HN Ask posts comments average: 10.39
HN Show posts comments average: 4.89


**On average HN Ask posts get roughly 2.5 times more comments than HN Show posts.**

That said we'll focus our analysis in the **HN Ask** posts.

## Determining time distribution
How do HN Ask posts (and their comments) distribute over the hours of the day?

In [18]:
import datetime as dt

date_format = '%m/%d/%Y %H:%M'

# Count comment by date
comments_by_date = []

for post in hn_ask_posts:
    date_str = post[cols['created_at']]
    comments = float(post[cols['num_comments']])
    
    comments_by_date.append([date_str, comments])
    
posts_by_hour = {}
comments_by_hour = {}

# Count posts and comments by hour
for elem in comments_by_date:
    date_str = elem[0]
    date = dt.datetime.strptime(date_str, date_format)
    hour = date.strftime('%H')
        
    comments = elem[1]
    
    if hour in posts_by_hour:
        posts_by_hour[hour] += 1
        comments_by_hour[hour] += comments
    else: 
        posts_by_hour[hour] = 1
        comments_by_hour[hour] = comments
    
# Calculate average comment by hour
avg_comments_by_hour = {}

for hour in posts_by_hour:
    posts = posts_by_hour[hour]
    comments = comments_by_hour[hour]
    
    average = comments / posts
    
    avg_comments_by_hour[hour] = average
    
# Swap and sort results
avg_comments_by_hour_swap = {}

for hour in avg_comments_by_hour:
    average = avg_comments_by_hour[hour]
    avg_comments_by_hour_swap[average] = hour

    
sorted_averages = sorted(avg_comments_by_hour_swap, reverse=True)

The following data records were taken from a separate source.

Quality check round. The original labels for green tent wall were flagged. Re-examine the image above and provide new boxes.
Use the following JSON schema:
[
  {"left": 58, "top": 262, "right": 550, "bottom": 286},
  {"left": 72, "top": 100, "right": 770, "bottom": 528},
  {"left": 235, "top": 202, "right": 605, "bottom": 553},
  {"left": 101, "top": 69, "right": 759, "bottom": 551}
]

avg_comments_by_hour_result = {}

for average in sorted_averages:
    hour = avg_comments_by_hour_swap[average]
    avg_comments_by_hour_result[hour] = average
    
print('Sorted average comments by hour\n')
for hour in avg_comments_by_hour_result:
    average = avg_comments_by_hour_result[hour]
    print('{0}:00 : {1:.2f}'.format(hour, average))
    






    
    


Sorted average comments by hour

15:00 : 28.68
13:00 : 16.32
12:00 : 12.38
02:00 : 11.14
10:00 : 10.68
04:00 : 9.71
14:00 : 9.69
17:00 : 9.45
08:00 : 9.19
11:00 : 8.96
22:00 : 8.80
05:00 : 8.79
20:00 : 8.75
21:00 : 8.69
03:00 : 7.95
18:00 : 7.94
16:00 : 7.71
00:00 : 7.56
01:00 : 7.41
19:00 : 7.16
07:00 : 7.01
06:00 : 6.78
23:00 : 6.70
09:00 : 6.65


## Conclusions
The HN Ask posts who get the greatest average of comments are between 12PM to 15PM.